As others have said, what makes this program so unique is that it really is the kids' best effort - The “No Outside Assistance “ rule heavily stresses that every aspect of a solution must result from the work of the team alone. All brainstorming, building, painting, sewing, and fixing are to be done by the team.
Another important aspect of the program is the opportunity it gives students. Odyssey isn’t easy. The long season requires a positive attitude, hard work and a keen sense of humor. It requires kids of disparate age, ability and backgrounds to work together as a team.

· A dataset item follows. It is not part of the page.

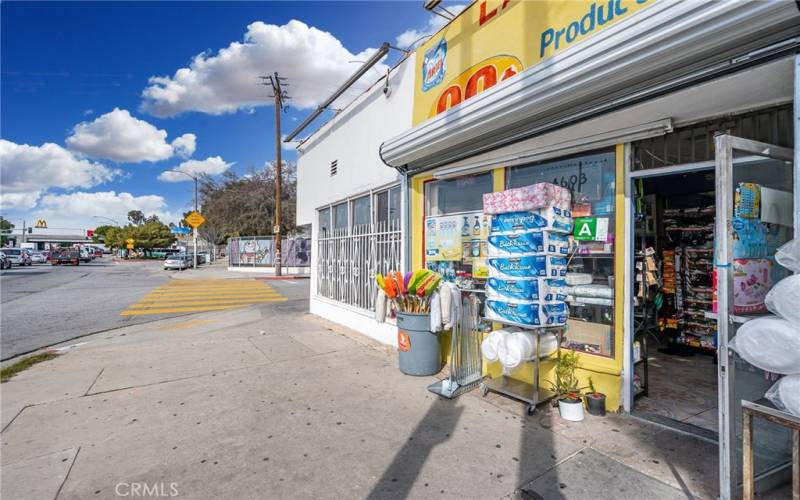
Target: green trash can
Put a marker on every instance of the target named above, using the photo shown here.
(419, 349)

The Odyssey of the Mind program was co-founded by Dr. C. Samuel Micklus and Dr. Theodore Gourley in 1978 at Glassboro State College (now Rowan University) in Glassboro, New Jersey. That first competition involved teams from 28 New Jersey schools. The program is now international, with teams from Belarus, Australia, Belgium, Canada, China, Germany, Hong Kong, Hungary, India, Italy, Japan, Kazakhstan, Korea, Lithuania, Luxembourg, Malaysia, Mexico, Moldova, the Netherlands, Poland, Romania, Russia, Siberia, Singapore, Slovakia, Togo, the United Kingdom, Uzbekistan, and West Africa regularly competing in addition to teams from the United States.
How it is organized:
Odyssey of the Mind teams are divided into five divisions:
Primaries for children in K-2. Primaries do not actually compete against each other. They simply perform for the judges and participate in the program. They can choose to go to their state competition, but are not able to go past that to World.
Division I for students in grades K-5 for the U.S. teams and members less than 12 years of age for international teams.

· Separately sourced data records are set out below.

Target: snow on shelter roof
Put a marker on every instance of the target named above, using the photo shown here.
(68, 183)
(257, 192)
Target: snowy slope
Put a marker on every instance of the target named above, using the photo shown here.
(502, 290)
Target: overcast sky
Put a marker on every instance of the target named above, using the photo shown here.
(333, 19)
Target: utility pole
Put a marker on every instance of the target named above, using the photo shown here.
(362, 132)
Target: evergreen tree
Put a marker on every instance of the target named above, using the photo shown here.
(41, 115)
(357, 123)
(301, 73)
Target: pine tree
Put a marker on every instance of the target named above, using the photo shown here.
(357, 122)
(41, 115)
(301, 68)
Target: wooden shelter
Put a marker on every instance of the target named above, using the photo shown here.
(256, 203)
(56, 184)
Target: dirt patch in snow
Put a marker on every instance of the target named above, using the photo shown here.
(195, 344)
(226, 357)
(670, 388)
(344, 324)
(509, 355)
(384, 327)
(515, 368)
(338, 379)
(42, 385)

Division II for grades 6-8 in the U.S. and members younger than 15 for international teams.
Division III for grades 9-12 in the U.S. and members who do not fall into the other divisions for international teams.
Division IV for collegiate groups and adults.
How it works:
It all starts with the Creative Problems. The teams need to attempt to achieve maximum scores in 3 different areas. Each area has a maximum point allowance. The scores the teams actually receive are later converted to calculated scores and only one team in each competition receives the maximum number.

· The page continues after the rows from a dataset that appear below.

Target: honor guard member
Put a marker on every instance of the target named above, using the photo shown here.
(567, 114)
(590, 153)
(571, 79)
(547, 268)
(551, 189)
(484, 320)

The heart of the operation is the Long-Term Problem, which accounts for up to 200 points. For this 8 minute performance the teams have months to plan, prepare and perfect.
The Spirit of the competition often lies in the Style of the performance. Style is a component of long-term where teams are judged on specific elements of their skit. The pre-specified elements are related to the problem in some way and are typically visual. This category speaks to the aesthetic effect/artistic flair of the performance/solution and accounts for up to 50 points. Lastly, the brains of the competition, each team must participate in an impromptu performance referred to as “Spontaneous” which is awarded up to 50 points. As the name suggests, teams do not know ahead of time the topic they are to compete in. Upon competition, individual teams will enter a room of judges and will be presented with one of three problem types: Verbal, Hands-on, or a combo of both.
In Verbal problems, teams are usually given a minute to think and then two to three minutes to respond to a theme such as “make a rhyme using a name or species of an animal". Teams will then be graded based on the creativity of their individual responses. Verbal problems encourage individuals to incorporate their knowledge of history, science, literature, and popular culture.
Hands-on problems focus on teamwork and the ability to listen to complicated directions. Teams will usually be instructed to build something based on the limited materials given, such as a freestanding tower using a few sheets of paper, some paper clips, a pair of scissors, and a piece of tape.
A Verbal Hands-on problem is typically a Hands-on problem, followed by Verbal: for example, tell a story about the tower that you built.
Lucky number 7! For each Long-Term problem, every team can have a maximum of seven members, every solution a maximum of eight minutes in length including set-up and presentation, and the total cost of all materials in a solution must either be under $125 or $145, depending on the problem (see Cost Limit).
Critical thinking is key! Odyssey requires participants to push their thinking capacities as they decide how best to utilize their skills, time, and money.